Yes, it is, believe it or not!
The first product scanned with a barcode was Juicy Fruit gum.
When Marsh Supermarket cashier Sharon Buchanan rang up a 10-pack of Juicy Fruit on June 26, 1974, and heard a telltale beep, her face must have registered relief.
Buchanan’s co-workers at the grocery store in Troy, Ohio, had placed barcodes on hundreds of items the night before, as the National Cash Register Company installed the shop’s new computers and scanners. Buchanan’s “customer” for that first purchase was Clyde Dawson, the head of research and development at Marsh Supermarkets, Inc. For that fateful checkout, Dawson chose the gum… because some had wondered if the machine would have trouble reading the item’s very small barcode. It didn’t. Today, one of Marsh’s earliest scanners is part of the Smithsonian Museum of American History.

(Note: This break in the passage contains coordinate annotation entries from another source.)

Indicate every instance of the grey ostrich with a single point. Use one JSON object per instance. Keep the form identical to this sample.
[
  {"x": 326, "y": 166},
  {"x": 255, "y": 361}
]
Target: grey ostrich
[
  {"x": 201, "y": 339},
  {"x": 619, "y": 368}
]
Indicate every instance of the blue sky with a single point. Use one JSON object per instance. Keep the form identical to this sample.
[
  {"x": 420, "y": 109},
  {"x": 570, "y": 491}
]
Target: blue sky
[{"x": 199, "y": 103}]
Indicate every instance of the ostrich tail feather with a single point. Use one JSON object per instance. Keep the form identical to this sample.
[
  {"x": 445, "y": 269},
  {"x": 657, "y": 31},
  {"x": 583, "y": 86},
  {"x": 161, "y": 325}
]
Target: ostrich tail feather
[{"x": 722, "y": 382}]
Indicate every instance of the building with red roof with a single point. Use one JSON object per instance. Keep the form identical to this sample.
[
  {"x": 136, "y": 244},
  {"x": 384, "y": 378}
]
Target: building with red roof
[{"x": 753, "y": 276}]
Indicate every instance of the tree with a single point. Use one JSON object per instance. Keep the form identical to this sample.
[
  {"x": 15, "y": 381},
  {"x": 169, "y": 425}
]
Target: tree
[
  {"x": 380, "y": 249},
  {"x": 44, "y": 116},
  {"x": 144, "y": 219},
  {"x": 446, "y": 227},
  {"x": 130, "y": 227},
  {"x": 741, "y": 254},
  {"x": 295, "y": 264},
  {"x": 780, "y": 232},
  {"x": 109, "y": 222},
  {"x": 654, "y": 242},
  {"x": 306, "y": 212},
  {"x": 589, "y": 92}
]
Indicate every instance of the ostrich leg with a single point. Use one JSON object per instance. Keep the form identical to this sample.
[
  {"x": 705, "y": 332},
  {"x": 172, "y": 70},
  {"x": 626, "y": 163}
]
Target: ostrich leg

Today, more than 5 billion barcodes are scanned daily, and some of them are still Juicy Fruit gum.
So, that’s the story behind the self-serve checkout lanes we all love to hate. Maybe they could offer us a stick of Juicy Fruit as an incentive? After all, that’s how Wrigley Field came to be.
PS Juicy Fruit was 69 cents on that momentous day in 1974.